Les personnes trans sont près de six fois plus susceptibles que le reste de la population de se retrouver sans abri à un moment ou à un autre de leur vie – 8% des adultes trans, contre 1,4% de l’ensemble de la population. De nombreux jeunes transgenres se retrouvent à la rue en raison des préjugés dont ils font l’objet dans les foyers conservateurs. L’Enquête américaine sur les transgenres de 2015 (US Transgender Survey), la plus grande étude de ce type à ce jour, a interrogé 28 000 personnes transgenres à travers les États-Unis et a révélé que 18% d’entre elles déclaraient avoir des familles qui ne les soutenaient pas.

Selon les données du CDC, les élèves transgenres du secondaire sont neuf fois plus susceptibles d’être sans abri que leurs camarades de classe. Parmi les jeunes d’âge scolaire (de la maternelle au secondaire) qui étaient ouvertement transgenres ou perçus comme tels, 77% ont déclaré avoir subi une certaine forme d’abus; 54% ont rapporté avoir subi du harcèlement verbal, 24% ont été physiquement agressés, et 17% ont déclaré avoir quitté une école à cause des abus subis.

La prévalence plus élevée de l’itinérance chez les personnes trans découle directement de la précarité et de la discrimination dont sont victimes les travailleurs transgenres sur leur lieu de travail. Un travailleur transgenre sur quatre a perdu son emploi en raison de son identité de genre. Plus des trois quarts (77%) ont déclaré avoir pris des mesures telles que retarder leur transition, cacher leur identité de genre ou quitter leur emploi pour éviter les mauvais traitements ou la discrimination de la part d’un employeur.

Parmi les personnes transgenres interrogées par l’étude de l’USTS, 68% n’avaient pas été en mesure de modifier leurs documents officiels (permis de conduire, passeport, certificats) pour qu’ils reflètent leur identité de genre. Cette démarche peut s’avérer coûteuse, longue et inconfortable, et certains États exigent même la preuve d’une intervention chirurgicale pour modifier les documents. Le fait d’avoir une pièce d’identité et des papiers qui ne correspondent pas à son nom, à son identité ou à son apparence peut à son tour créer des problèmes pour postuler à un emploi ou à des services publics.

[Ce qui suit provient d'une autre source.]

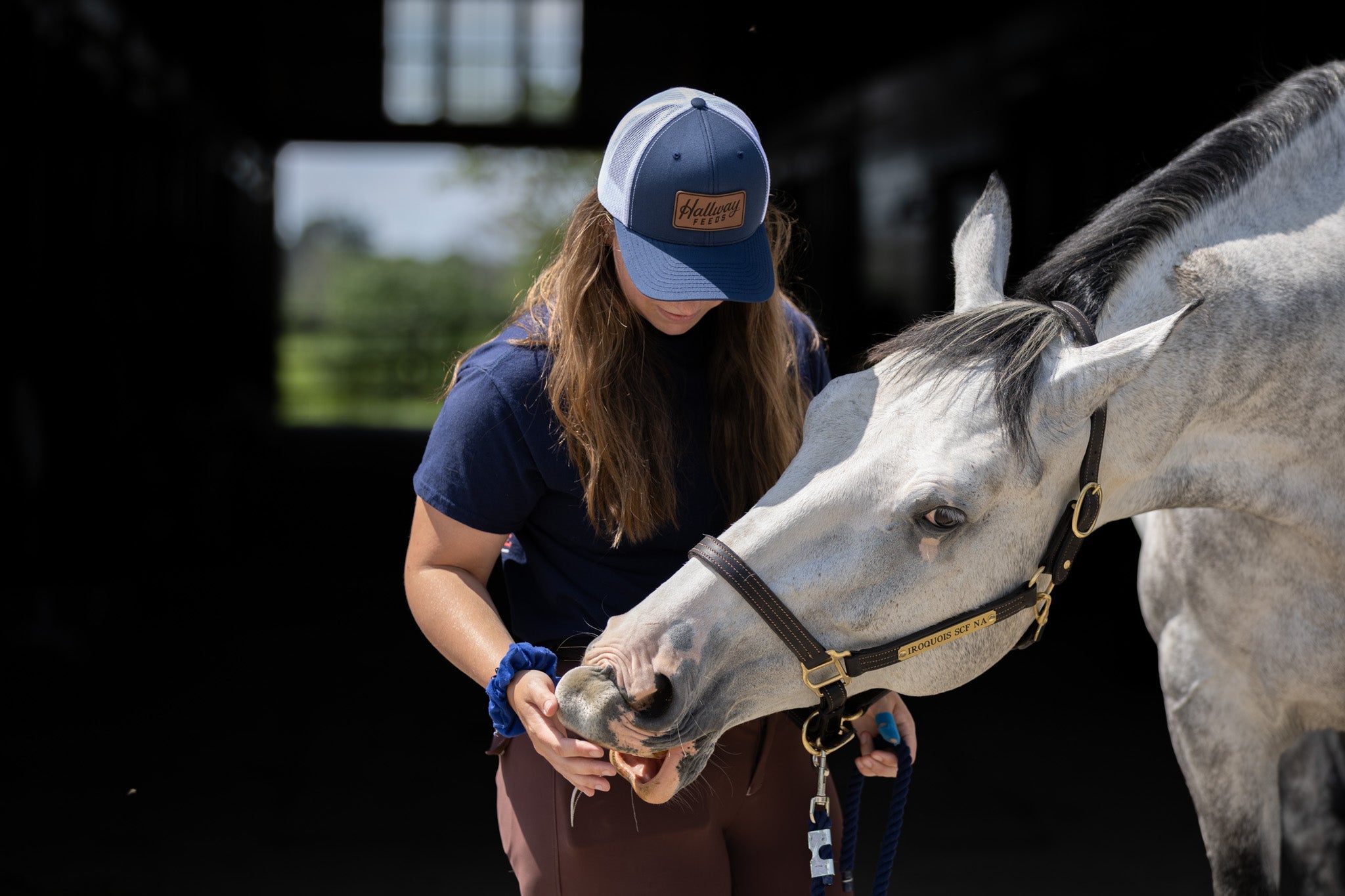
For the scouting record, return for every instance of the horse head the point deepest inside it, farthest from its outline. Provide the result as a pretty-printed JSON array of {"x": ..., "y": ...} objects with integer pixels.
[{"x": 926, "y": 485}]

Dans un pays où 112 millions de personnes ont du mal à se payer des soins de santé, les personnes transgenres sont particulièrement pénalisées par le fait que les monopoles de l’industrie de l’assurance considèrent les soins d’affirmation du genre comme non essentiels, ce qui oblige beaucoup d’entre elles à payer de leur poche des traitements et des procédures très coûteux. Bien que toutes les personnes trans ne souhaitent pas ou n’aient pas besoin de modifier leur corps pour vivre une vie conforme à leur identité, beaucoup de celles qui souhaitent effectuer une transition n’en ont tout simplement pas les moyens.

Toutes ces difficultés matérielles, ainsi que la prévalence d’incidents de discrimination, d’intimidation, de préjugés et de harcèlement, à la fois grands et petits, suffiraient à peser lourd sur la santé mentale de quiconque. Les personnes transgenres sont six fois plus susceptibles de souffrir de dépression et de troubles anxieux, et neuf fois plus susceptibles que la population générale de tenter de se suicider. À un moment de leur vie, 40% des personnes transgenres ont essayé de mettre fin à leur vie, et parmi celles dont la famille ne les soutient pas, 54% déclarent avoir déjà fait une telle tentative.

Seule la classe ouvrière unie peut mettre fin à l’oppression!

Ces statistiques ne donnent qu’un aperçu des difficultés rencontrées par les personnes transgenres, une réalité douloureuse qui va bien au-delà du jeu cynique de la « guerre  culturelle » auquel se livrent les républicains et les démocrates. Les deux partis sont responsables des attaques contre les conditions de vie des personnes transgenres. Les gestes symboliques des politiciens « progressistes » promettant le « respect » et la « visibilité » ne fourniront pas plus de logements abordables, de soins de santé ou d’emplois fiables avec des salaires décents et des protections sur le lieu de travail. Les conditions d’oppression des personnes trans exigent une lutte de masse contre l’exploitation capitaliste, et non pas des discours vides et des logos arc-en-ciel.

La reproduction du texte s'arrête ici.